Elon Musk is one of the 21st century’s defining figures. His ventures have redefined the scope of technology, from SpaceX, his private space exploration firm, to Tesla, his electric car manufacturer. This most recent endeavor, though, has struggled to turn a profit.[/dropcap]
Tesla’s operating loss per vehicle last year was just under $15,000 in Q2 of 2016. When a company loses money on each vehicle it sells, the difference can’t be made up in bulk. Yet, Tesla plans to begin production of a mass-market vehicle, despite the failure to turn a profit per unit in the lucrative luxury car market. Because of these figures, investors are reluctant to put their money behind the company.

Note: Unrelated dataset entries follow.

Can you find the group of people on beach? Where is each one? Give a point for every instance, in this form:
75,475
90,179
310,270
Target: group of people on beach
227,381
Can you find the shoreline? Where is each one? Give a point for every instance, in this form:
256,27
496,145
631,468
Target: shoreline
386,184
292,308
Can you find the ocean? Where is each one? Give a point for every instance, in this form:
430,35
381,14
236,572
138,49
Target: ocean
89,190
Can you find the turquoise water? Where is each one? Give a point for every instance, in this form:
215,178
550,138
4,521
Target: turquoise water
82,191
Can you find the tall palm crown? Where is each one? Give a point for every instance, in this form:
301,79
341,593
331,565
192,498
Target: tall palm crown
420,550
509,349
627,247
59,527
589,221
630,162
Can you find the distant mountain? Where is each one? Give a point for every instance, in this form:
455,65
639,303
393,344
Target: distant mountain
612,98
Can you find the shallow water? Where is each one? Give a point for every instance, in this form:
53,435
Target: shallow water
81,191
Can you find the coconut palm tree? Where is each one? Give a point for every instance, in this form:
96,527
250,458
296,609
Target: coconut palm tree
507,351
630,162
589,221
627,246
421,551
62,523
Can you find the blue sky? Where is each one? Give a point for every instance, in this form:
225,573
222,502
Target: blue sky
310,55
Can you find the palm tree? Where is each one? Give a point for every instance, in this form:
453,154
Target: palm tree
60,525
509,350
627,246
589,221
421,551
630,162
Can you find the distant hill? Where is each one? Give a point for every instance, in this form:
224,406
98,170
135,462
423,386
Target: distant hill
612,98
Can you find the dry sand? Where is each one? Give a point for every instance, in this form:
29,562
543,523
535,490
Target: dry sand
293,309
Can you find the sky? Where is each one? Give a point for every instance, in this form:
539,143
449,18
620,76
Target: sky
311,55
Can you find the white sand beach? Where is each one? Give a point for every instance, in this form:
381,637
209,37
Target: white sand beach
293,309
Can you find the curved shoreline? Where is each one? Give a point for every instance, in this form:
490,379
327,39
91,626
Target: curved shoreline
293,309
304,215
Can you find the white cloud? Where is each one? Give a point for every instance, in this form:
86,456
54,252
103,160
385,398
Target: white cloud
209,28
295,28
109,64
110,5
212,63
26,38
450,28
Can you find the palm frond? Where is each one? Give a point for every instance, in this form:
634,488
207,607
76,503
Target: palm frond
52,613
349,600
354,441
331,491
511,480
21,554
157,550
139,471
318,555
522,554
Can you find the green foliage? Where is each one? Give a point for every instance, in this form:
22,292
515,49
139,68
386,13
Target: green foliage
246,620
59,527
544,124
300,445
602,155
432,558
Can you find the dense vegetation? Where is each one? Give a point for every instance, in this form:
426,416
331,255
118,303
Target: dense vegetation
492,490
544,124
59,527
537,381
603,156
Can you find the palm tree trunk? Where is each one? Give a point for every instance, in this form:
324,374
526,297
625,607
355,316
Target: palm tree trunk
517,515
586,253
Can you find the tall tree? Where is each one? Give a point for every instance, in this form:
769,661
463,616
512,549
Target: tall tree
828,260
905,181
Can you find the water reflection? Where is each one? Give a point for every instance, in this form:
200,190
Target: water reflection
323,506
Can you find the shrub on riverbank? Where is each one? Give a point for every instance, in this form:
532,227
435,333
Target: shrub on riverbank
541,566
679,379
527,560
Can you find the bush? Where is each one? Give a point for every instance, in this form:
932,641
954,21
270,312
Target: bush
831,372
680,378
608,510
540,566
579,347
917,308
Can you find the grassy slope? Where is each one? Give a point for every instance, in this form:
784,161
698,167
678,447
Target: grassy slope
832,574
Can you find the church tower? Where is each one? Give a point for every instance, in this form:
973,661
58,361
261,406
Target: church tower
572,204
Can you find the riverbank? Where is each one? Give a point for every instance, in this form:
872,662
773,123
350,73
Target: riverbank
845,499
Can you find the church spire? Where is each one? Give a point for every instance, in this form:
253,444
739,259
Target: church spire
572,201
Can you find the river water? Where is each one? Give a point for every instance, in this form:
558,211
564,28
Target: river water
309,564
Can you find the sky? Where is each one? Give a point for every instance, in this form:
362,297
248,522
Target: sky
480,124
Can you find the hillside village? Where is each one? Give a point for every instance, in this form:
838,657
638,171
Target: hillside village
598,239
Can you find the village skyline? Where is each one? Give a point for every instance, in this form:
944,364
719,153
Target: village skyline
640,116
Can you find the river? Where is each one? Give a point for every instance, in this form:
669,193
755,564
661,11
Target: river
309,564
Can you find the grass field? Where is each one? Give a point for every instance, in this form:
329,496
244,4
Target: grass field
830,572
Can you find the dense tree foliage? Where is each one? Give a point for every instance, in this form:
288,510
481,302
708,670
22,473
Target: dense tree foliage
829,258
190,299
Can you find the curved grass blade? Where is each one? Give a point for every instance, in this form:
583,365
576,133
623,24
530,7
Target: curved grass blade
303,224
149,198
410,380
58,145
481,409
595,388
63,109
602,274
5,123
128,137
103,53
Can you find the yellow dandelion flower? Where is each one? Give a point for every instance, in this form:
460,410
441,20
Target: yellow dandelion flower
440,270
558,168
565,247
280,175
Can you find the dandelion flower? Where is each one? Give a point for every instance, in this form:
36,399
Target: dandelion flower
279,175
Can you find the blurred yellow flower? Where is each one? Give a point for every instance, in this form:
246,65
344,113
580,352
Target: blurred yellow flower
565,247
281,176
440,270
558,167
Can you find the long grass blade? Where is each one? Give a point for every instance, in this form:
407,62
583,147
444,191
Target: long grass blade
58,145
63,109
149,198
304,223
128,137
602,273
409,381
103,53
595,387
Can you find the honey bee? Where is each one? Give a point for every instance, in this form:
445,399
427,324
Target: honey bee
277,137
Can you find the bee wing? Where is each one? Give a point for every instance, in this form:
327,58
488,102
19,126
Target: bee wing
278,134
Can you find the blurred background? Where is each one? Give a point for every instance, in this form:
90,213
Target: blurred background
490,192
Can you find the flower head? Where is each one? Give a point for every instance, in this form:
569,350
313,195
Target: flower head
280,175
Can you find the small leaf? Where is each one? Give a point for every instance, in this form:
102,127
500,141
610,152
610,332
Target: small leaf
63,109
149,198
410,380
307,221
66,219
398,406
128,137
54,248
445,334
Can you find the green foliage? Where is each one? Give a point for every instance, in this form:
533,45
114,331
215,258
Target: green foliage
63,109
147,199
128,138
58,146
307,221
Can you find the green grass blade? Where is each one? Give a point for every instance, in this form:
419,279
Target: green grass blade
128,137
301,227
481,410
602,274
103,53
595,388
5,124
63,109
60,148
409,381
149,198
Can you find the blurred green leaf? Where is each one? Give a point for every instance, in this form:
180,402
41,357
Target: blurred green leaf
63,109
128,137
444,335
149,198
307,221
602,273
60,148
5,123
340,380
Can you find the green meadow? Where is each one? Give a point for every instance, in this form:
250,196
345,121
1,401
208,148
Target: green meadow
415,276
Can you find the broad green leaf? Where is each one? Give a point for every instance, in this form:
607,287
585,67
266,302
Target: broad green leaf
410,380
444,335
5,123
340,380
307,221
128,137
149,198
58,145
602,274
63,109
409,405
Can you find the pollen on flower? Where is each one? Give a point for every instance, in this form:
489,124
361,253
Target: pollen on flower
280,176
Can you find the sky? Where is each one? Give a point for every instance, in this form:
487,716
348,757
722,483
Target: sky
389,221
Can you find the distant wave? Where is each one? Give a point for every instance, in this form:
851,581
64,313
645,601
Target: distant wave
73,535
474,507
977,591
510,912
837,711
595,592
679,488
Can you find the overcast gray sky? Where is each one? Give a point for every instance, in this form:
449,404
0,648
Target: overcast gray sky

Analysts also point to the serious problems with cash flow the company is having. Currently, Tesla owes about twice what it has in cash on hand. It’s difficult to finance large-scale production without a ready supply of capital.
Those figures, though, don’t paint a complete picture of what Tesla is doing. Most of those “losses” reflect investments the company is making in R&D and manufacturing. Traditional automotive manufacturers have established production processes, and the internal combustion engine has been proven technology for just over a century. These companies don’t have the same startup costs, and so their investments in EV and battery research don’t show up as significantly on the balance sheet.
Further, Tesla’s timing in the market could be better. Shortly after the luxury model hit the market, fracking technology dropped the bottom out of the oil market. This freefall made serious changes to the automotive landscape. Trucks and SUVs, difficult sells since the recession in 2008, were viable purchases again. OPEC overproduction has since compounded the price drop, putting efficiency far from the mind of car buyers.
The inverse of the law of gravity, that what goes down must come up, will likely hold true for oil as well. Fossil fuels are still the cheapest and most portable form of energy production around, and America in particular lacks the electrical infrastructure to replace every car on the road with an electric vehicle. The supply of oil will eventually return to a normal, higher state, and demand is likely to continue to grow.
When the price of oil rises again, Tesla will be looking at a fundamentally different marketplace. They have the advantage of technology; right now, no one else can do what they do in terms of battery capacity or longevity. If that advantage remains, Tesla will start making money.